Kewujudan Allah 'Azza wa Jalla ini telah dibuktikan oleh fitrah, akal, syara' dan indra.

Petunjuk fitrah menyatakan kewujudan Allah. Karena segala makhluk telah diciptakan untuk beriman kepada Penciptanya tanpa harus diajari sebelumnya. Tidak ada makhluk yang berpaling dari fitrah ini, kecuali hatinya termasuki oleh sesuatu yang dapat memalingkannya dari fitrah itu. Ini berdasarkan sabda Nabi Shallallahu 'alaihi wa Sallam:

"Tiada yang terlahir melainkan ia dilahirkan dalam keadaan fitrah. Maka kedua orangtuanya yang akan menjadikannya sebagai orang yahudi, nasrani atau majusi." (34)

Petunjuk akal menyatakan kewujudan Allah, karena seluruh makhluk yang ada ini, termasuk yang sudah berlalu maupun yang akan datang kemudian, sudah tentu ada Pencipta yang menciptakannya. Tidak mungkin makhluk itu mengadakan dirinya sendiri atau ada begitu saja dengan sendirinya (tanpa ada yang menciptakannya).

Tidak mungkin makhluk itu tercipta oleh dirinya sendiri, karena sesuatu itu tidak dapat menciptakan dirinya sendiri. Sebab, sebelum ia ada, ia tiada. Maka bagaimana mungkin ia bisa menjadi pencipta?

Ia juga tidak mungkin ada secara kebetulan, karena segala sesuatu yang terjadi itu sudah pasti ada yang menjadikannya. Dan lagi, wujudnya yang mengikuti keteraturan yang indah ini, mengikuti keserasian yang padu serta adanya hubungan erat yang tak bisa dipisahkan antara sebab dan musababnya, dan juga antara makhluk satu dengan lainnya; semuanya menolak penuh jika kewujudan sesuatu itu secara kebetulan.
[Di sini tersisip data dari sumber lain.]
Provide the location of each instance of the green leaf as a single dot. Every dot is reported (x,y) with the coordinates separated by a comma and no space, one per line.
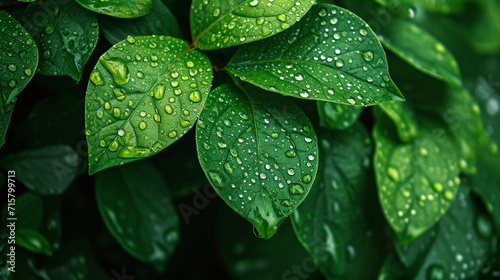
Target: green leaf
(259,152)
(143,95)
(65,40)
(416,181)
(159,22)
(33,241)
(119,8)
(403,116)
(19,60)
(143,220)
(48,170)
(421,50)
(331,223)
(330,55)
(219,24)
(337,116)
(456,248)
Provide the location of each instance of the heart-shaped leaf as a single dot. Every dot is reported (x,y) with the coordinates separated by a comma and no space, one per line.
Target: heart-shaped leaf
(19,55)
(119,8)
(143,220)
(259,152)
(421,50)
(218,24)
(65,40)
(416,181)
(143,95)
(330,55)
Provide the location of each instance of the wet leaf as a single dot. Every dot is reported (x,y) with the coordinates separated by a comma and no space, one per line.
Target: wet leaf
(416,181)
(143,95)
(421,50)
(259,152)
(19,61)
(143,220)
(119,8)
(65,40)
(159,22)
(219,24)
(331,222)
(330,55)
(48,170)
(337,116)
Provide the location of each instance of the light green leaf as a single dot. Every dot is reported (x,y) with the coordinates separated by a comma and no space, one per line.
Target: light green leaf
(421,50)
(65,40)
(119,8)
(159,22)
(259,152)
(330,55)
(416,181)
(143,220)
(143,94)
(19,61)
(48,170)
(337,116)
(403,116)
(218,24)
(331,222)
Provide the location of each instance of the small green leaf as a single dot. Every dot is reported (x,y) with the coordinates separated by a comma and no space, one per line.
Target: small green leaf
(143,95)
(259,152)
(66,39)
(337,116)
(119,8)
(421,50)
(330,55)
(331,222)
(33,241)
(19,62)
(143,220)
(219,24)
(159,22)
(416,181)
(403,116)
(48,170)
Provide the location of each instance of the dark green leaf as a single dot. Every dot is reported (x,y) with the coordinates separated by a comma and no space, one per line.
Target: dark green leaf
(65,40)
(220,24)
(416,181)
(421,50)
(159,22)
(143,95)
(19,61)
(143,220)
(337,116)
(330,55)
(259,152)
(49,170)
(119,8)
(331,222)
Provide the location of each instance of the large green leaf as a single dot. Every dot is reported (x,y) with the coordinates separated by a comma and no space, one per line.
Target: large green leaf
(65,40)
(421,50)
(119,8)
(19,61)
(143,94)
(259,152)
(330,55)
(218,24)
(142,219)
(416,181)
(48,170)
(331,223)
(159,22)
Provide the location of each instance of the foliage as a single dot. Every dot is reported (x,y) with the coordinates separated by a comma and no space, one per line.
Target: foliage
(373,124)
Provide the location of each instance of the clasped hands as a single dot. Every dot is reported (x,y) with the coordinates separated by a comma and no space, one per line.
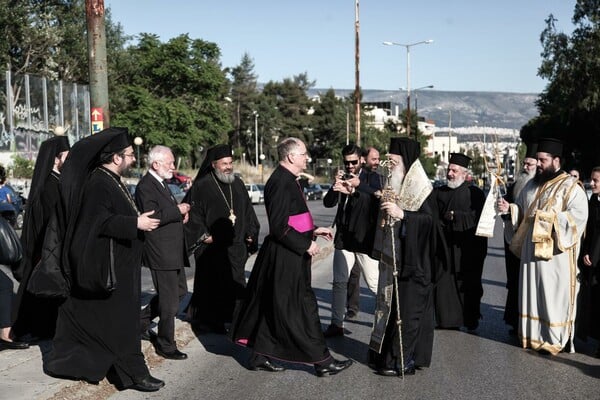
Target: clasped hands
(323,232)
(392,209)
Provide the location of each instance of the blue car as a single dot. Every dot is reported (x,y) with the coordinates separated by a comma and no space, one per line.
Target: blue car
(13,212)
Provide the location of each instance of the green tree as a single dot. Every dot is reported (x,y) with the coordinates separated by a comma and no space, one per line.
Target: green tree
(570,104)
(244,97)
(173,93)
(292,104)
(330,122)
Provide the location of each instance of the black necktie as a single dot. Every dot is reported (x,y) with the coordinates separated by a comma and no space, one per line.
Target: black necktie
(166,185)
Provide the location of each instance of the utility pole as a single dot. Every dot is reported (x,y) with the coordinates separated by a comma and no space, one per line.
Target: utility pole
(357,74)
(100,114)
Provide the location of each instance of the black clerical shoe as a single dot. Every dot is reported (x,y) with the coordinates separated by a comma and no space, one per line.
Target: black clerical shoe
(6,344)
(149,335)
(351,315)
(333,331)
(148,384)
(387,372)
(268,365)
(333,368)
(171,355)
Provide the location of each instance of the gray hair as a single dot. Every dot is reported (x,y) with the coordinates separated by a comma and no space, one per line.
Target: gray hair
(157,153)
(287,146)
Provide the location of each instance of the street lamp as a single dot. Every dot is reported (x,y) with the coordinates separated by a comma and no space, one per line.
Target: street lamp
(138,141)
(408,46)
(417,97)
(262,168)
(256,137)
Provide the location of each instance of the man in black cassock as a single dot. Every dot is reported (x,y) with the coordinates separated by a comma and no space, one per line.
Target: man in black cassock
(513,263)
(458,289)
(35,317)
(280,317)
(97,331)
(405,245)
(224,229)
(587,323)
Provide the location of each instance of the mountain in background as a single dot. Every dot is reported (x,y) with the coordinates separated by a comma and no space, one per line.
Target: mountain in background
(491,109)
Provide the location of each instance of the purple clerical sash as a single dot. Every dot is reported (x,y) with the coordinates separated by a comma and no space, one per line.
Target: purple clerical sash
(301,222)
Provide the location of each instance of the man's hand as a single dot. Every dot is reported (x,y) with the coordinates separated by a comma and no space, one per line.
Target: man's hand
(354,181)
(392,210)
(147,224)
(314,249)
(342,187)
(502,205)
(184,208)
(323,232)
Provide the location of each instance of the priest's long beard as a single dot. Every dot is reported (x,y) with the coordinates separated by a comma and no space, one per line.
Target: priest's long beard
(521,181)
(223,177)
(456,182)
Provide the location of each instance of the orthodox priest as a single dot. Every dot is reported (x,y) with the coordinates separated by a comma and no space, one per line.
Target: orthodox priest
(405,244)
(223,229)
(548,217)
(35,317)
(97,331)
(280,316)
(459,268)
(512,262)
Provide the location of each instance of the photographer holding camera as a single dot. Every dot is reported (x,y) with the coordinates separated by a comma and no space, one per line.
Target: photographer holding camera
(355,193)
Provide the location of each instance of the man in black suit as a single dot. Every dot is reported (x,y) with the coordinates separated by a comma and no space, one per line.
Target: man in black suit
(355,223)
(164,251)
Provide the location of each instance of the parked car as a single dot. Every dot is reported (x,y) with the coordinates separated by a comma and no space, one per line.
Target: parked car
(313,192)
(178,193)
(254,193)
(13,212)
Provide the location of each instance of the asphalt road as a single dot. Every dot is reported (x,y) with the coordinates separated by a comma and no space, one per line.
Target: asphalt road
(485,365)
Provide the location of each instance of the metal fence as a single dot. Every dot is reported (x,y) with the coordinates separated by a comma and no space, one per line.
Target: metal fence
(31,107)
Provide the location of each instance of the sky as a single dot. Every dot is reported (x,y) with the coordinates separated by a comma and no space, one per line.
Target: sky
(478,45)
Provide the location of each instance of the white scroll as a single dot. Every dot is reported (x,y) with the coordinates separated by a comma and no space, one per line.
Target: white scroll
(487,220)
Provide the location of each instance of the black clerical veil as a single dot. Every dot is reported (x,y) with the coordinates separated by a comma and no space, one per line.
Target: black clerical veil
(82,160)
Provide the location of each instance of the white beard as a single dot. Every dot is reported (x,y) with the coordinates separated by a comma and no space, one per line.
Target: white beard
(455,183)
(224,178)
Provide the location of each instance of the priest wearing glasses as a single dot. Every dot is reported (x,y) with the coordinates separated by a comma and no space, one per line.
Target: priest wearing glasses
(222,232)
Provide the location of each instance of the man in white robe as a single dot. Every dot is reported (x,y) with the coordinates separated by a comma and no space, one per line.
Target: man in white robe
(548,218)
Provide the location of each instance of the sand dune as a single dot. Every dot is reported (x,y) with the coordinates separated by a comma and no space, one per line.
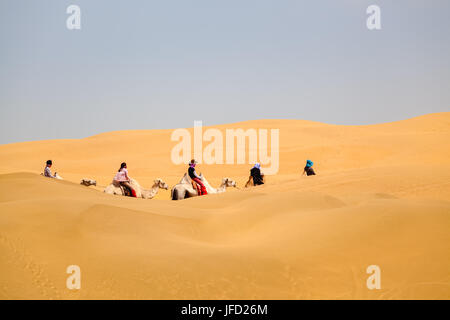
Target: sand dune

Sebab, sesuatu yang asal ada secara kebetulan berarti tidak mengikuti keteraturan pada asal kewujudannya; lalu bagaimana mungkin ia kemudian bisa menjadi teratur dalam perkembangan berikutnya?

Jika seluruh makhluk yang ada ini tidak mungkin ada dengan sendirinya (menciptakan dirinya sendiri) dan juga tidak mungkin ada secara kebetulan begitu saja, maka dapatlah dipastikan bahwa ada yang menciptakan atau mengadakannya; yaitu Allah Rabb semesta alam!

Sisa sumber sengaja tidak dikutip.